Ravulizumab is a humanized monoclonal antibody to complement factor 5 which acts to block complement activation and is used to treat paroxysmal nocturnal hemoglobinuria. Ravulizumab has not been linked to serum enzyme elevations during therapy or to instances of idiosyncratic acute liver injury.
Ravulizumab (rav" ue liz' ue mab) is a recombinant, humanized IgG monoclonal antibody to complement factor 5, which inhibits its enzymatic cleavage and activation. Activated complement is an important mediator of immune damage including hemolysis of red blood cells and plays an essential role in the hemolysis and tissue damage that accompanies paroxysmal nocturnal hemoglobinuria (PNH). In clinical trials in PNH, ravulizumab was found to reduce hemolysis and the need for blood transfusions with subsequent improvement in symptoms and quality of life. Ravulizumab was approved for use in PNH in the United States in 2018. Ravulizumab is available as a solution in single dose vials of 300 mg in 30 mL (10 mg/mL) under the commercial name Ultomiris. Ravulizumab is given by intravenous infusion, the dose varying by body weight, with a recommended loading dose of 2,400 to 3,000 mg followed 2 weeks later by maintenance dose of 3,000 to 3,600 mg every 8 weeks thereafter. Ravulizumab was engineered to have a prolonged half-life allowing for an every-8-week maintenance regimen in contrast to the every-2-week regimen required for eculizumab, a similar monoclonal antibody to complement factor 5 that was approved for use in PNH in 2007. Side effects are not common, but can include headache, diarrhea, nausea, fatigue and upper respiratory tract infections. Rare, but potentially severe adverse reactions include serious infections, including meningococcal infections, for which reason eculizumab is available only as a part of a risk evaluation and mitigation strategy (REMS) that requires physician training in its use and enrollment of the patient in a surveillance program.

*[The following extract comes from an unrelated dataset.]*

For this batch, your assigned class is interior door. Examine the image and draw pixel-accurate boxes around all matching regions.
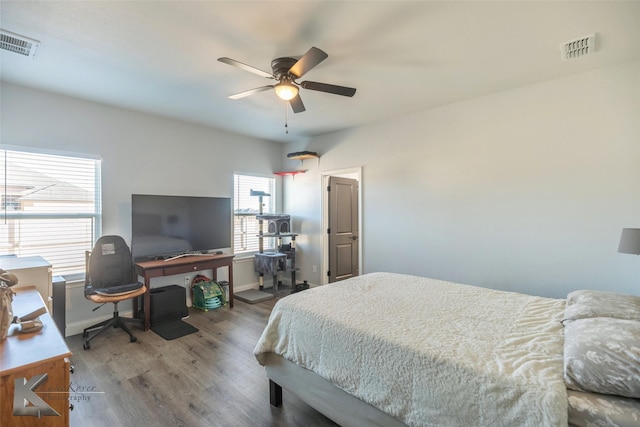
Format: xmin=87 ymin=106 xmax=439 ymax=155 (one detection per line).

In clinical trials of comparing ravulizumab and eculizumab in patients with PNH, serum enzyme levels were rarely mentioned, and laboratory test results were described as being stable or unremarkable. Summaries of preregistration trials of ravulizumab vs eculizumab commented that there were “no notable differences in changes in clinical chemistry or hematology parameters” and no patient discontinued therapy because of adverse events. Clinical use of ravulizumab has been limited, but there have been no reports of clinically apparent liver injury associated with its use. Acute self-limited liver injury with jaundice has, however, been reported with eculizumab (a similar monoclonal antibody to complement factor 5) therapy of hemolytic uremic syndrome in children. Affected children were able to continue or resume the monoclonal therapy after resolution of the injury without recurrence, and neither ravulizumab or eculizumab have been linked to cases of acute liver failure or chronic liver injury.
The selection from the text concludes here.